In his novel, Damned, Chuck Palahniuk depicts the telemarketing industry as a business that is operated in the afterlife by condemned souls who call their targets at mealtimes to ask inane survey questions. This depiction plays on a sense that telemarketing calls are annoying, with an added suggestion that only people who are consigned to eternal damnation would perform a telemarketing job.
The telemarketing reality, however, is that the industry is robust and profitable, even though the products and services sold by telemarketers may not deliver the value that targeted purchasers are led to expect. Nowhere is this truer than in telemarketing sales of Google marketing services to businesses by companies that have no connection with Google.
Google's revenue exceeded US$67 billion in 2015 - and the company didn't make a penny of that using telemarketing. Phony Google telemarketers overstate their affiliation or relationship with Google to sell a service that a business usually doesn't need because they can likely get that service for free.
Less scrupulous callers use a variety of sales pitches to give unsuspecting business owners an impression that Google riches can be theirs; all they have to do is buy one of the services the caller is selling. It's just that easy.
Telemarketing and Robocalls
Google itself has filed a federal lawsuit to shut down one of the most egregious participants in this scam, but telemarketers continue to contact small business owners with offers to sell listings on Google My Business or Google Search pages. Businesses might also receive calls from self-proclaimed SEO experts who guarantee placement of a business listing at the top of search page results.
Google might contact a small business to verify information, but it will not offer to sell services or request payment for inclusion on any page listings, nor will it guarantee top placement in any search results. Carlton Smith of Flagstone Search Marketing puts it quite plainly:
• Google does not, ever, place robocalls.
• Google does not, ever, ask someone to "update your listing on the front page."
• Google does not, ever, ask someone to "claim your free website."
• Google does not, ever, charge someone to be included in Google Search or Places.
Google also does not make calls to offer free websites or to offer businesses an opportunity to update their front page listings. If a business has any questions about the legitimacy of a Google-related call, it can refer to the company's support information page or report the call to the Federal Trade Commission's Robocalls resource site.

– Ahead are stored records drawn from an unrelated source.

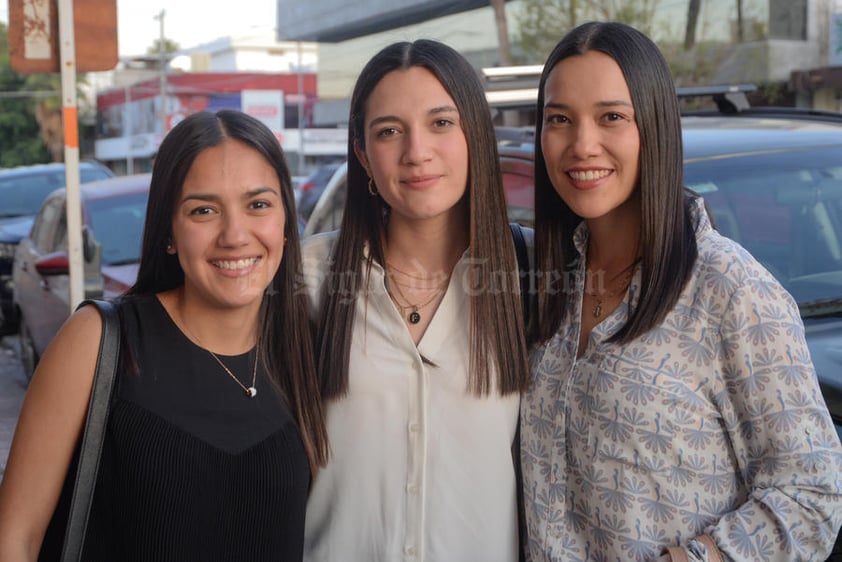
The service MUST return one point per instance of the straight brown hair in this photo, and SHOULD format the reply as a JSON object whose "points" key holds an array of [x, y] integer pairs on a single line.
{"points": [[668, 243], [284, 331], [496, 318]]}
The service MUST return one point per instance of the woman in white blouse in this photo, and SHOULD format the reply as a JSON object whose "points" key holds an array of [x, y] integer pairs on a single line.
{"points": [[421, 349]]}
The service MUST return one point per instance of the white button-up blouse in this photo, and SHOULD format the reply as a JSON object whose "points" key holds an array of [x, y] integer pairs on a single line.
{"points": [[419, 468]]}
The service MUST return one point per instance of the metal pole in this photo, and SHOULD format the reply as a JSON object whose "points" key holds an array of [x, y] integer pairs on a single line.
{"points": [[129, 132], [70, 117], [300, 112], [162, 54]]}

Google does not run contests or lotteries, but individuals and businesses alike receive almost daily emails and occasional phone calls congratulating them on their good fortune of having won Google Lotto. The emails and calls ask the recipients to provide personal information and to pay a fee to release the prize funds. This is nothing more than a variation on the "Nigerian Prince" and foreign lottery scams that have plagued the internet since its inception.
Businesses should instruct their employees never to respond to these emails or calls and to delete them without opening any attachments that may have been sent to them.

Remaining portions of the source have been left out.